11. Nov. 2016
Should the protection of savings deposits in the Eurozone be covered by a standard European deposit insurance in future, as planned by the European Commission? This question was the focus of the 20th annual conference of the International Institute of Alpine Cooperative Research on
11 November 2016 at the Hotel Terme Merano.
Representatives from Germany, Switzerland, Italy and Austria presented, first of all, the current savers protection schemes in their respective countries. Mr Claus Königs (Bavarian Cooperative Association), Mr Andreas Gmünder (University of Lucerne), Mr Robert Nicolussi (Raiffeisen Association South Tyrol) and IGA Chairman Mr Arnulf Perkounigg (former Director of the Raiffeisen Association Tyrol) were among the speakers.
Afterwards, the highly controversial European plan was debated: the European Commission wishes to incrementally lift the current national systems of deposit insurance to a European level by 2024. In favour of the plan, Mr Andreas Schneider, representative of the Commission, said that this third pillar of the banking union is conducive to a more stable system, if only due to the sheer size of a common protection fund.
Furthermore, the European Deposit Insurance System (EDIS) sets consistent standards for all citizens of the Eurozone. As is already the case now, deposits up to a value of 100,000 euros will be insured and payment, if necessary, will take place within seven days as standard. In order to guarantee the new Europe-wide insurance, the national deposit protection funds – which are currently only just being endowed and will eventually amount to 0.8 percent of the insured deposits – will be transferred to Brussels in three stages, firstly as reinsurance, then as coinsurance and finally as full insurance.
Schneider promised to proceed in a risk-oriented manner when calculating the contributions. The Commission representative admitted, however, that it is still to be confirmed how exactly this will happen. In any case, the fact that existing joint liability schemes lower the risk for banks must be taken into consideration. The Commission expert also made no secret of the fact that a consensus among the member states regarding EDIS has not yet been reached. While northern countries – Schneider mentioned Germany, France, the Netherlands and also Austria – are hesitant towards the proposal, Spain, Italy, Greece and Cyprus are in favour of the implementation taking place as quickly as possible.
Ms Theresia Theurl, Professor of Economics at the University of Münster, saw few benefits in the plan, which she made clear during her presentation. She described EDIS as a "regulatory robbery of banks", and painted a bleak picture of a transfer union. Ms Theurl argued that the necessary conditions for a communitarisation of insurance systems are just not present as of yet. There are still bad debts in the balance sheets of many banks, and there are also varying risks in the individual countries, which cannot be covered through a single premium.
Furthermore, proven national systems are not being considered enough in the Commission's proposal. And, for real crises, even the European fund with its planned 45 billion euros would be too small. As an alternative, she called for a mandatory European reinsurance, whereby the existing national deposit insurance systems would be the first to be held accountable in the event of a crisis.

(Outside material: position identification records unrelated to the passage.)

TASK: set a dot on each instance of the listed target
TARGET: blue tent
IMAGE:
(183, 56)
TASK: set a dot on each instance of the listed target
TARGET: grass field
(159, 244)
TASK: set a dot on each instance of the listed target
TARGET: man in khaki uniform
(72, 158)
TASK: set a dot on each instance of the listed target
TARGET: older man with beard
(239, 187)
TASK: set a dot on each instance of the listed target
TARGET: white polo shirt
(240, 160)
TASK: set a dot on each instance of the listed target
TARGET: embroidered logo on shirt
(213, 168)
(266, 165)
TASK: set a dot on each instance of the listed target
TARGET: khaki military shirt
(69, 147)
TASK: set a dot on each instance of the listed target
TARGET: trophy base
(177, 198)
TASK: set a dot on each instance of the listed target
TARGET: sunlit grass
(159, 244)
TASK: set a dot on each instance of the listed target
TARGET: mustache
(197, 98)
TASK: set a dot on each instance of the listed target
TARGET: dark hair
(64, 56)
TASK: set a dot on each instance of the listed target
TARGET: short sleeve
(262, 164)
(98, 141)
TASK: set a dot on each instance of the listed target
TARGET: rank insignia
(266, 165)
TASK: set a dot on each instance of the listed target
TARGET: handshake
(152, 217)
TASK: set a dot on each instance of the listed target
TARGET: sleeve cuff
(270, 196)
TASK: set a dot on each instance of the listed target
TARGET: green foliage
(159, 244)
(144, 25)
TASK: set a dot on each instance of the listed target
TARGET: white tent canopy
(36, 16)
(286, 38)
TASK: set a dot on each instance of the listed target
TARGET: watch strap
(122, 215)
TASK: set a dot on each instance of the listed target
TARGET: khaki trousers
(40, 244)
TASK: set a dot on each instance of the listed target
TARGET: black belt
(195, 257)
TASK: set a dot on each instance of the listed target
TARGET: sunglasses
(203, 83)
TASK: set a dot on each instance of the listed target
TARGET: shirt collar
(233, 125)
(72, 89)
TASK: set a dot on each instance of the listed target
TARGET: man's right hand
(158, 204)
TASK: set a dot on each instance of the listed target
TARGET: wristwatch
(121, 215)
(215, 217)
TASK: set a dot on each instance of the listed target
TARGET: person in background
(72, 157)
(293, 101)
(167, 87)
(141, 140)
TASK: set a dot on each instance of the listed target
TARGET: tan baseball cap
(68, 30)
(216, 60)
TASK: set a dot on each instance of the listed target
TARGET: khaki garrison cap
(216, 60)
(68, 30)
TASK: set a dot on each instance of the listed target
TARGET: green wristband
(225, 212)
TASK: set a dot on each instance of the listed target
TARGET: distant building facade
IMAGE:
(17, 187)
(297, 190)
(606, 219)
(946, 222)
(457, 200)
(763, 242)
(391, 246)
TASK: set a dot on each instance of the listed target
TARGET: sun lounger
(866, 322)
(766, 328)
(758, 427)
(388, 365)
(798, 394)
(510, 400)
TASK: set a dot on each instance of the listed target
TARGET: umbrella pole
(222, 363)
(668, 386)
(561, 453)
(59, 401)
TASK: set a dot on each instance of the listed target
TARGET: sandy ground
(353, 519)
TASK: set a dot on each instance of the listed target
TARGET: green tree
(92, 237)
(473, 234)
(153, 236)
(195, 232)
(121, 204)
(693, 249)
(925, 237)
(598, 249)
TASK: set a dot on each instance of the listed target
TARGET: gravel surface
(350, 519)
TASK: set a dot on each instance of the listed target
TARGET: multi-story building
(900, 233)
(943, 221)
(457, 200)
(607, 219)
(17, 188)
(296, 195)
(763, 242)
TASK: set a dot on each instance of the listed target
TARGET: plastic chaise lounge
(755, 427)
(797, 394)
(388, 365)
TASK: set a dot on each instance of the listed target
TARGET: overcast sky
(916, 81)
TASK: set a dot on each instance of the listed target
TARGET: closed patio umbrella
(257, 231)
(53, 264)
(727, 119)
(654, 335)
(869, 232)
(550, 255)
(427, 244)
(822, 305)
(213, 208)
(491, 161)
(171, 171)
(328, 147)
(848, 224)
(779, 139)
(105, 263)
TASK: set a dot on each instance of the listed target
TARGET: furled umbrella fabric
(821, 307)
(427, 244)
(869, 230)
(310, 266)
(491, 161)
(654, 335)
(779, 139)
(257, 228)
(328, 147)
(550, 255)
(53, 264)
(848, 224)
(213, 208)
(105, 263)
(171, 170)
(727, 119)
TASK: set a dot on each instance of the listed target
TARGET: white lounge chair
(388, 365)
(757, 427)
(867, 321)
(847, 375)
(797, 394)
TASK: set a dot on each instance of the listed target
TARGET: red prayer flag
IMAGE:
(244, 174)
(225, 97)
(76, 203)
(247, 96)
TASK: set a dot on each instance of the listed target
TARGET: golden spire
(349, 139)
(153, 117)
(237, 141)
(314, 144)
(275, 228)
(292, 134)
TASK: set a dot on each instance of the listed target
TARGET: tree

This is, incidentally, similar to what the Dutch MEP Ms Esther de Lange would propose as a compromise. Recently, she threw a light version of EDIS into the debate. Her suggestion is to pay only a part of the monetary funds into the European "pot". And even this step should be tied to a number of conditions – for example, the creation of sufficient risk buffers in the banking system.
The concluding panel discussion with the speakers, led by Mr Paul Gasser, Director of the Raiffeisen Association South Tyrol, was also characterised by scepticism. The general thrust was that more subsidiarity, with due regard to regional banks with their low-risk business model, is required. This model still constitutes the best protection of client funds, said Mr Andreas Gmünder, researcher at the University of Lucerne. Claus Königs, stakeholder at the Bavarian Cooperative Association, stressed: "The voluntary institutional guarantee systems of cooperative banks act in a preventive manner and ensure that the compensation case does not occur in the first place."